Saracinesca alzata ad Officina Tetaro in questo primo primo weekend di Aprile.
In scena, Amleto Fx di e con Gabriele Paolocà, collaborazione alla regia Michele Altamura e Gemma Carbone
Se per un Amleto classico, con tutta la solennità che un testo di questo calibro possiede, c’è un pubblico che ben sa cosa aspettarsi, in quanto opera tra le più conosciute al mondo, per Amleto Fx c’è una platea che assiste al nuovo, che sia un linguaggio o una musica o un atteggiamento, pur riconoscendo sulla scena tutti gli squarci della storia che hanno fatto dell’Amleto la grandezza che il passato ci tramanda.
C’è Ofelia, ci sono Rosencrantz e Guildenstern, c’è una madre e uno zio, c’è il fantasma del padre, c’è Orazio.
E di certo vi stupireste se il suicidio di Ofelia avvenisse davanti all’ obiettivo di uno smartphone, sarebbe assurdo se la madre di Amleto lo chiamasse via skype da una casa di villeggiatura, sicuramente non credereste alle parole di Orazio che invita – attraverso una chat di Facebook – Amleto ad una festa dove ubriacarsi e farsi come ranocchi.
E il fantasma? Un video dimenticato nella cartella documenti sul desktop di un Mac.

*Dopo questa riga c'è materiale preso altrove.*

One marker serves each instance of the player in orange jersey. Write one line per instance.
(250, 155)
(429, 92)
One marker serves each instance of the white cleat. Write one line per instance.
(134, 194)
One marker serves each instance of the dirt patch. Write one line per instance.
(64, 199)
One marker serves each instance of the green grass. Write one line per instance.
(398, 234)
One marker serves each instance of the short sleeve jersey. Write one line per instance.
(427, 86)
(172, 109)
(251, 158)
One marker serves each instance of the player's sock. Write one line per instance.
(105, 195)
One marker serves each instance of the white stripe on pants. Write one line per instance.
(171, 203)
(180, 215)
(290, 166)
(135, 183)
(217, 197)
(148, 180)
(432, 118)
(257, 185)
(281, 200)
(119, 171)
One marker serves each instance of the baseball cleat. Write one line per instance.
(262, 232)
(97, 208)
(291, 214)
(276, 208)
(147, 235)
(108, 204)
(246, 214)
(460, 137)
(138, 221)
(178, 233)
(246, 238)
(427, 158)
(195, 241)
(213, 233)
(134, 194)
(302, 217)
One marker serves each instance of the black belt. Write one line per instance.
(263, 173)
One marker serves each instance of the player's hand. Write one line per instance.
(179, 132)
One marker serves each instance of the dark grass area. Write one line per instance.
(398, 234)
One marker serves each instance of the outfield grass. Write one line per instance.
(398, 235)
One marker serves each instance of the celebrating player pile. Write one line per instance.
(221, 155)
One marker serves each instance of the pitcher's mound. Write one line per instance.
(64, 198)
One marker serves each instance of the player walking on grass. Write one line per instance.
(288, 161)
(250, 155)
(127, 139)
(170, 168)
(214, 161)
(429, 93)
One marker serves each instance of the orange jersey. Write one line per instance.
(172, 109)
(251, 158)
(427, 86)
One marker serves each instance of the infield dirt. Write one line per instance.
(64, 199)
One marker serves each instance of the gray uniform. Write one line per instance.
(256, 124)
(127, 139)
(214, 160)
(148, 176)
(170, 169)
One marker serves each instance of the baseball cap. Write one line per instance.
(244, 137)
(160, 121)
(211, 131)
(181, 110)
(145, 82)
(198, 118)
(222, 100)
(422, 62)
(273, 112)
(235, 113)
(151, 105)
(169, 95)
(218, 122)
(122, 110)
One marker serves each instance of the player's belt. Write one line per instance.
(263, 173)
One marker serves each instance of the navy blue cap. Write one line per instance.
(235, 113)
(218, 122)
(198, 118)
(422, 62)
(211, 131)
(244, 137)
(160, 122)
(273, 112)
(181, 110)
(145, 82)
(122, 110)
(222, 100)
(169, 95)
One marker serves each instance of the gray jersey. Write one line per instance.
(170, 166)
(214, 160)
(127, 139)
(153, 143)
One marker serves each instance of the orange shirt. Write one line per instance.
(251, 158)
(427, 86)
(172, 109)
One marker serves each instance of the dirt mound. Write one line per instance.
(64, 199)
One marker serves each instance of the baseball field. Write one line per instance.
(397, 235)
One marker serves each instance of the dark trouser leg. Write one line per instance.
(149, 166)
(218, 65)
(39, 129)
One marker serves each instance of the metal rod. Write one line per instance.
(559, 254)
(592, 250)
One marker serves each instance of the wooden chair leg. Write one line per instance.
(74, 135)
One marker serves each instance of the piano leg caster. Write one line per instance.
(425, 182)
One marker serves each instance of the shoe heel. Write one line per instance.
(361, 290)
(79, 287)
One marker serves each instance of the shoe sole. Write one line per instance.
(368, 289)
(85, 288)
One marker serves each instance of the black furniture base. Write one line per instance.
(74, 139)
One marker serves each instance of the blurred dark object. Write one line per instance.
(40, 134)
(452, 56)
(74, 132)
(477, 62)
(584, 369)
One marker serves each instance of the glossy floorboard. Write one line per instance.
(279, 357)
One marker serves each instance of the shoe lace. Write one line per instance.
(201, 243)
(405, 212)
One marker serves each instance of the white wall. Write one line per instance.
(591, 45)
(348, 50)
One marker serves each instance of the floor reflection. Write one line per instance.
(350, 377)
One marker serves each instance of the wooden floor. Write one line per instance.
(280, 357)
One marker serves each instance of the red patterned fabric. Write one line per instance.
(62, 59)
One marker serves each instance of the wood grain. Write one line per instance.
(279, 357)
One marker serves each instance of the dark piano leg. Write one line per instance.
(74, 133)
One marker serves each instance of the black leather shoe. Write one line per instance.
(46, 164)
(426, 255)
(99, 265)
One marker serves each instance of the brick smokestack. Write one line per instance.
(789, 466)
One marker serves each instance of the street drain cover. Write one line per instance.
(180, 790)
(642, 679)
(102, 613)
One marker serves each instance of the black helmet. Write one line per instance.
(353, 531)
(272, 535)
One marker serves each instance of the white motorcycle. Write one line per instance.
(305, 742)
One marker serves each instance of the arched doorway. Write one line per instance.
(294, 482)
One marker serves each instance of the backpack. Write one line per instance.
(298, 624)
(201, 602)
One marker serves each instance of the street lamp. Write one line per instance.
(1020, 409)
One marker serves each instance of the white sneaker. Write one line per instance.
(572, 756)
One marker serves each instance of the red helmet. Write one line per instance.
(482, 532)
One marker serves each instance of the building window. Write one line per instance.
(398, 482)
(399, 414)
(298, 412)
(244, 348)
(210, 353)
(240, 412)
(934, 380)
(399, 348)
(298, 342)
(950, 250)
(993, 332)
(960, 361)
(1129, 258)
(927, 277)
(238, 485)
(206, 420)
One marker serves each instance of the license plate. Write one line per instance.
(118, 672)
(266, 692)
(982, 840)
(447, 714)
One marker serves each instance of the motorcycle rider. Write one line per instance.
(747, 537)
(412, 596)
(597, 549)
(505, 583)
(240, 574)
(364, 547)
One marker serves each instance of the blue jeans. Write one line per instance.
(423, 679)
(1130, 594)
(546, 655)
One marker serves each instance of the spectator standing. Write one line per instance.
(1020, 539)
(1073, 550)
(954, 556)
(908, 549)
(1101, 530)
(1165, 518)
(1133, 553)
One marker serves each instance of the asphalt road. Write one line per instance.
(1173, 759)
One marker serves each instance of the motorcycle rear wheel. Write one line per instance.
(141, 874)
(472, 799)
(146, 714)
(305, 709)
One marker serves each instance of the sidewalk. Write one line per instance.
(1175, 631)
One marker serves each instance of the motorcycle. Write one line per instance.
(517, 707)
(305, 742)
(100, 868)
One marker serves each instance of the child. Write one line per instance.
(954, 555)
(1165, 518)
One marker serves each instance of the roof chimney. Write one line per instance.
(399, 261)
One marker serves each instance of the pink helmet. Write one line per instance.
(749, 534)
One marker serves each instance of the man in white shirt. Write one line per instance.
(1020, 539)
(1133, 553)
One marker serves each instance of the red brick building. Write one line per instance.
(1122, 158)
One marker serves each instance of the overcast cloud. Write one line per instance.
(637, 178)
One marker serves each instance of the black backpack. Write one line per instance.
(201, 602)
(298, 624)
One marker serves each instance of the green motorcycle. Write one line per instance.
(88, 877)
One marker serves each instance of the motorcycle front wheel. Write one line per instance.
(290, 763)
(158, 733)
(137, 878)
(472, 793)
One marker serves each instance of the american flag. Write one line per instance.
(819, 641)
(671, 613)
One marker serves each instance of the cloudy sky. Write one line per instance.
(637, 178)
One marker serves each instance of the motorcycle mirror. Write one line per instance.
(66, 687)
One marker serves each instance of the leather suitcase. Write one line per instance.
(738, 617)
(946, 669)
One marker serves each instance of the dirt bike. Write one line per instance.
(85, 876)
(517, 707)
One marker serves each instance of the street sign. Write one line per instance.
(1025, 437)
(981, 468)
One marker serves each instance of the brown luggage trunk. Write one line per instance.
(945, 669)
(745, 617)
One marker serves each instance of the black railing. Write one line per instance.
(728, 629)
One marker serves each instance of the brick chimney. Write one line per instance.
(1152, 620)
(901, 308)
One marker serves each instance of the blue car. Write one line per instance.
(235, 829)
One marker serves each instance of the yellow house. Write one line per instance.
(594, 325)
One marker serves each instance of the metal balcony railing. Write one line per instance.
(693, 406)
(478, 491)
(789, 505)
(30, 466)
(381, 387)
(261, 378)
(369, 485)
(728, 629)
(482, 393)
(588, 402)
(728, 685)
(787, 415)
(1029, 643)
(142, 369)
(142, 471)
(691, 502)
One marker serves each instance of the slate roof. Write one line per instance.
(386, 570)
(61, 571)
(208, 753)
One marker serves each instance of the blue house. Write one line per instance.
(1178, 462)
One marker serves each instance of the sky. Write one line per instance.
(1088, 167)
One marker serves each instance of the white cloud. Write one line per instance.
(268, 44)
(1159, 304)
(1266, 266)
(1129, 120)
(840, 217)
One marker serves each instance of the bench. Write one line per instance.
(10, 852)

La storia c’è, non fraintendetemi, la storia c’è. Ma c’è anche un punto di incontro tra quello che fu è quello che è, i sentimenti forti e ineluttabili che furono – sono – saranno, pur mutando cieli e musiche, abiti e personaggi.
La solitudine di una depressione che altro non è se non manifesta responsabilità di un qualcosa che va rimesso in ordine, dopo un passato che ci ha lasciato un gran caos senza logica. E le nostre colpe derivano proprio da un passato da risistemare.
Perchè se Amleto deve vendicare il padre, noi oggi ci troviamo a dover mettere in ordine un mondo che ci hanno consegnato malconcio e di cui dovremmo – chissà perchè – sentirne tutte le responsabilità. Un mondo che ci vuole tanto veloci, ma tanto condannabili in quanto i mezzi – tecnologici – che usiamo per stare al passo, sono ritenuti così di basso profilo da renderci fannulloni, scansafatiche, choosy.
Una mente geniale ha partorito la contaminazione. Un attore che – da solo sulla scena – attraverso il linguaggio nel corpo ci ha portato in mille mondi stando chiusi tra le quattro pareti di una stanza, ci ha presentato tanti e più personaggi con soli due occhi e un solo corpo che nella sua magistrale complessità, ha lasciato a noi la semplicità del solo cambio d’abito.
A saracinesca abbassata, come spesso accade ad Officina Teatro, ci siamo fermati a parlare con l’attore e l’aiuto regista. Uno splendido scambio di idee.
Finalmente muore la vecchia generazione, è stato il mio pensiero a voce alta, finalmente tutti i grandi della musica, della scrittura e del teatro stanno finendo fisicamente, lasciandoci lo spazio per esprimere un mondo nostro, la rivisitazione di un passato che vuoi o non vuoi non c’è più. E’ il nostro tempo, lasciatecelo vivere, non ci tenete incatenati “ai classici che non si toccano”, ai grandi nomi dei secoli scorsi. Abbiamo i nostri nomi da scrivere, oggi, se solo ci permetteste di costruire il nostro mondo, lasciandoci liberi e svincolati dalla responsabilità di contemplare il vostro di mondo, di rimettere ordine nel vostro casino, di rattoppare le vostre mancanze.
Ecco perchè a chi ieri ha manifestato il suo fastidio scaturito da termini quali “facebook, skype, smartphone” all’interno di un teatro durante la rappresentazione di un classico, consiglierei – umilmente – di rivedere lo spettacolo oggi pomeriggio.
I classici non solo li si può toccare, ma li si DEVE toccare, ribaltandoli, guardarli da altri punti di vista. Ma soprattutto smettiamola di criticare il nostro mondo di oggi solo per sentirci intellettualmente a posto con la nostra coscienza.
Renderemo il nostro mondo un posto migliore solo percorrendo nuove strade in avanti, non venerando i percorsi battuti da altri. Altri che uomini erano, esattamente come noi uomini siamo.